I know what I'm talking about, I had interface design as a subject in college.
As I had. Doesn't say too much theese days.
Of course a map view is more preciese in where your team members stand and from where danger occurs. And if this game would be real time strategy, I would totally agree a map is indispensable. For a turn based strategy game the map is over the top. There would be two ways to implement a map view: A permanent map, or a callable map.
If the map is permanent, like in games like starcraft, you are using much display expanse reducing the area for the main window. You are not able to do a too small map, since a map you could not recognize anything (or recognizing anything would take more efford than simply scrolling to the right position) is no good. And since maps are not common in round based strategy games many players probably won't use the map at all anyhow.
Making the map callable would make things even worse. However the action would be to call the map (pressing "m" to show the map, moving your mouse to a specific edge do drag in the map, zooming out, until the area display becomes a map), a player would have to take efford to call a map, in some implementations even his attention is dragged away from the main window (like if you press m and you see the map, instead of the main window). Scrolling around to find the desired location may prove as the prefered solution, even if it will take longer in the middle, since the player has not to change his attention.
There is a reason why a map is uncommon in turn based games and only used, if the playable area is really big (like in heroes of might and magic or civilization). And to be fair, how often did you really use the map in theese games? How often did you zoom out maximal in civ4 to see the whole world, just to zoom in in the desired location? Of theese reasons I think a map is over the top: Too much unused information and too much display area for its usefullness.

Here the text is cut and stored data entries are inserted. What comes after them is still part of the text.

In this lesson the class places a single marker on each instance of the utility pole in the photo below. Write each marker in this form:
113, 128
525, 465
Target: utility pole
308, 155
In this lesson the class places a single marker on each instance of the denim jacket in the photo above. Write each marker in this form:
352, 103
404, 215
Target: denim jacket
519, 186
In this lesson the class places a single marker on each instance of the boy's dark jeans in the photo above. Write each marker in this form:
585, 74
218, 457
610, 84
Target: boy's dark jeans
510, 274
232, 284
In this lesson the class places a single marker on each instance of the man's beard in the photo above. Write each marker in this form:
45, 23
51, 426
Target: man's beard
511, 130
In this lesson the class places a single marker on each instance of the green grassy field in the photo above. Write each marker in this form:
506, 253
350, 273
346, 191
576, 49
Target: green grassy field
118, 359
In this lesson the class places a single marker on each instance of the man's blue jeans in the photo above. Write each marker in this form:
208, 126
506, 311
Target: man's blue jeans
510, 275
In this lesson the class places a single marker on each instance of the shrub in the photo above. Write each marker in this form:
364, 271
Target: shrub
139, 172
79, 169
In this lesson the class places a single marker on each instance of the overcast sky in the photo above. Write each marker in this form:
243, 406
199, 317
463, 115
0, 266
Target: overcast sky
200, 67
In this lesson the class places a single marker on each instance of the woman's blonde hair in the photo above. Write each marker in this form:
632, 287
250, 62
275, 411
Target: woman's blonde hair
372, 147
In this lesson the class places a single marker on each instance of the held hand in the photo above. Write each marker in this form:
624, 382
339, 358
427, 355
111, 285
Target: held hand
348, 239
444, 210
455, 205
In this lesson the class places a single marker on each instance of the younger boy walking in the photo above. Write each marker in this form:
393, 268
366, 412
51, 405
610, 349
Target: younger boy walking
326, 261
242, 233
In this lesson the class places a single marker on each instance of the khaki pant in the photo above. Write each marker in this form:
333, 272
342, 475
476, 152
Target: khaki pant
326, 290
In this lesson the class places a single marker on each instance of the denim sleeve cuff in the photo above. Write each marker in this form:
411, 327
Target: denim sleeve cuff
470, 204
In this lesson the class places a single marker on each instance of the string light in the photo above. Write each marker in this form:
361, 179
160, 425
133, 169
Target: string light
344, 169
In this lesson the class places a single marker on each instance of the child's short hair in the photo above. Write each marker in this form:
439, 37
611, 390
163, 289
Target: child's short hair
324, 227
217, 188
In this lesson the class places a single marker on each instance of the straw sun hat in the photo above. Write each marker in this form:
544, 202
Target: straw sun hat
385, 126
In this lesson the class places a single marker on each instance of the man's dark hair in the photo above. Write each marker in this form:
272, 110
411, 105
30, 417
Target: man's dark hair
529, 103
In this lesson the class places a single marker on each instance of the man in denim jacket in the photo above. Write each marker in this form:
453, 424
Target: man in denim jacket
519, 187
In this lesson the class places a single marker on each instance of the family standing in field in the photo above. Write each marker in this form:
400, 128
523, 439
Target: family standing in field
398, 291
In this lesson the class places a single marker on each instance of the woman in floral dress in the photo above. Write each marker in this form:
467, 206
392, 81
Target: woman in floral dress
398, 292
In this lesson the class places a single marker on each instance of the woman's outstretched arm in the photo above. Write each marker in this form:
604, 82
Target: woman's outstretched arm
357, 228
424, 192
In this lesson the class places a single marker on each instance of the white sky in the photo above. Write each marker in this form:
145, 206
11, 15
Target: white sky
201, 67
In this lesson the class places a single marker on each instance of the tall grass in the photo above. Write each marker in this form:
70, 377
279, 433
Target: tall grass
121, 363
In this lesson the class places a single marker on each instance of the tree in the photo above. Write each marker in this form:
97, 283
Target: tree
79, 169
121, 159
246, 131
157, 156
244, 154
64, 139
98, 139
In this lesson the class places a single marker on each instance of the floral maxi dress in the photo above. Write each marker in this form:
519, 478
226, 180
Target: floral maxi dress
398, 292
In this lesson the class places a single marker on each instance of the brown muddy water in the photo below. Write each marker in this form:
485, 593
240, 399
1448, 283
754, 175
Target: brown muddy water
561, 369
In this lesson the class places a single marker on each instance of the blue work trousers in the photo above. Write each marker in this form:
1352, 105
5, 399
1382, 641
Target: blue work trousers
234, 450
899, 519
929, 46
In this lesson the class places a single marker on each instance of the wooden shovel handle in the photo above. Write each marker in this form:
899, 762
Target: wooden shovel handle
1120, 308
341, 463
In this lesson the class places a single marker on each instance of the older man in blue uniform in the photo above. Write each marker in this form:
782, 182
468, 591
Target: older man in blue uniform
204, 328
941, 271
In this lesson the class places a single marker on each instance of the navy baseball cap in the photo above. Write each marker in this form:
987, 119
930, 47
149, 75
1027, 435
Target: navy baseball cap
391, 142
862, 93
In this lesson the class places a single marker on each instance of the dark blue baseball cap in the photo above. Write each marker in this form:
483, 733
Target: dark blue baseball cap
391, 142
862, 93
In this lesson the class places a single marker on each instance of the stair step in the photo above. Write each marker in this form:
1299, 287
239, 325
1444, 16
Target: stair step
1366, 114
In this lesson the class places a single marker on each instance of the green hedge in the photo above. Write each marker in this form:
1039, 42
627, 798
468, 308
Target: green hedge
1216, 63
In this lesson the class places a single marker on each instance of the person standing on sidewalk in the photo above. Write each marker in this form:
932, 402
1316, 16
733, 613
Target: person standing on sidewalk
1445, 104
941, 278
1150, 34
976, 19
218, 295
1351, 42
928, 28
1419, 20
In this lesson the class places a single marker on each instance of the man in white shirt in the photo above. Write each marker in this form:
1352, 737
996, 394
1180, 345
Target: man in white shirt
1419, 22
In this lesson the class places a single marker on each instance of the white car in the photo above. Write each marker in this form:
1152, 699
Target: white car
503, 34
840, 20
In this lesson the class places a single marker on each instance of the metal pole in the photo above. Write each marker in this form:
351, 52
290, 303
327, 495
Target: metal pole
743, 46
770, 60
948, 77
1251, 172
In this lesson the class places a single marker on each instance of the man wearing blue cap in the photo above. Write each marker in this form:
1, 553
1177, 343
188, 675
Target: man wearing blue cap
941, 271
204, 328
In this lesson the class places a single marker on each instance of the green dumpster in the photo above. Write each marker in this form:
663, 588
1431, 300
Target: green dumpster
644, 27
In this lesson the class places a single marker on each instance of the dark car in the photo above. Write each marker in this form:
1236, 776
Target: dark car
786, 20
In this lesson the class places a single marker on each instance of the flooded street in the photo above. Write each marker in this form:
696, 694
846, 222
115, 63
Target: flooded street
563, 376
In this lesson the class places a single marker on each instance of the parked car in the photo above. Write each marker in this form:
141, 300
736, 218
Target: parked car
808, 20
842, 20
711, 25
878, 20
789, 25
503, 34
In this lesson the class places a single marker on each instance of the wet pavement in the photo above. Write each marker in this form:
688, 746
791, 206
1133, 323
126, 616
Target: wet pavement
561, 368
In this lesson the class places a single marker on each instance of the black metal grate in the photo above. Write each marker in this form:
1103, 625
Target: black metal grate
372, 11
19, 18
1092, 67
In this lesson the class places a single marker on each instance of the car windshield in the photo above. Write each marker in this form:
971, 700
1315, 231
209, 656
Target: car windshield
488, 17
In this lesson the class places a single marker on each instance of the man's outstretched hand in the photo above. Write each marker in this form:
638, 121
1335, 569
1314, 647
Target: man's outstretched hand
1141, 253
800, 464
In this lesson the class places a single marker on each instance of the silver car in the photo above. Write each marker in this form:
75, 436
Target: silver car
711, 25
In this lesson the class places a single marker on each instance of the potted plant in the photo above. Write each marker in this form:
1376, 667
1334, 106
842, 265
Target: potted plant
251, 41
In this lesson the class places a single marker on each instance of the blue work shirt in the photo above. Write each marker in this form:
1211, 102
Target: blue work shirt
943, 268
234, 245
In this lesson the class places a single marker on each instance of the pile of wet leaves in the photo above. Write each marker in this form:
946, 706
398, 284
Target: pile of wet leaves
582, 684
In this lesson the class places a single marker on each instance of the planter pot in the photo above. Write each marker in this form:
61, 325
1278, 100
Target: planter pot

As I played Ufo Enemy unknown (Terror from the deep was not my game, though), I normally knew the relative position of each team member to each other. I knew, if I moved Joe, next to him was another XCOM-Operative to cover him, far to the north were two Operatives charging a house and 3 Operatives try to get to the ufo in the south. Even if you increase the number of operatives you will use, the action will not take place all over the map, there will be 2 to 5 spots where your people will be. Showing the relative position of your operatives may not help you distinguish between the left or the right operative charging the house far to the north, but you will get one of them, if you select one in the gui based on the information the arrows will give you and normally this will be good enough (since you normally would move both operatives charging the house one after the other). So more information is not needed and I can't imagine a more simple way to give this information to the player.
My second design combining the relative position with the position of opponents, however, is flawed, since I use the same representation for two different concepts. The directive position marker shows the relative position refering to the current selected operative, but the opponents marker shows the direction opponents are relative to the person represented by the gui button. Using the same representation for different things is confusing and should be avoided.
The same mistake is already done in the actual gui, since you use the same buttons once for selecting a operative and selecting a floor level. But since a new gui is searched in this thread this mistake is to be avoided in the future, once the new gui is implemented.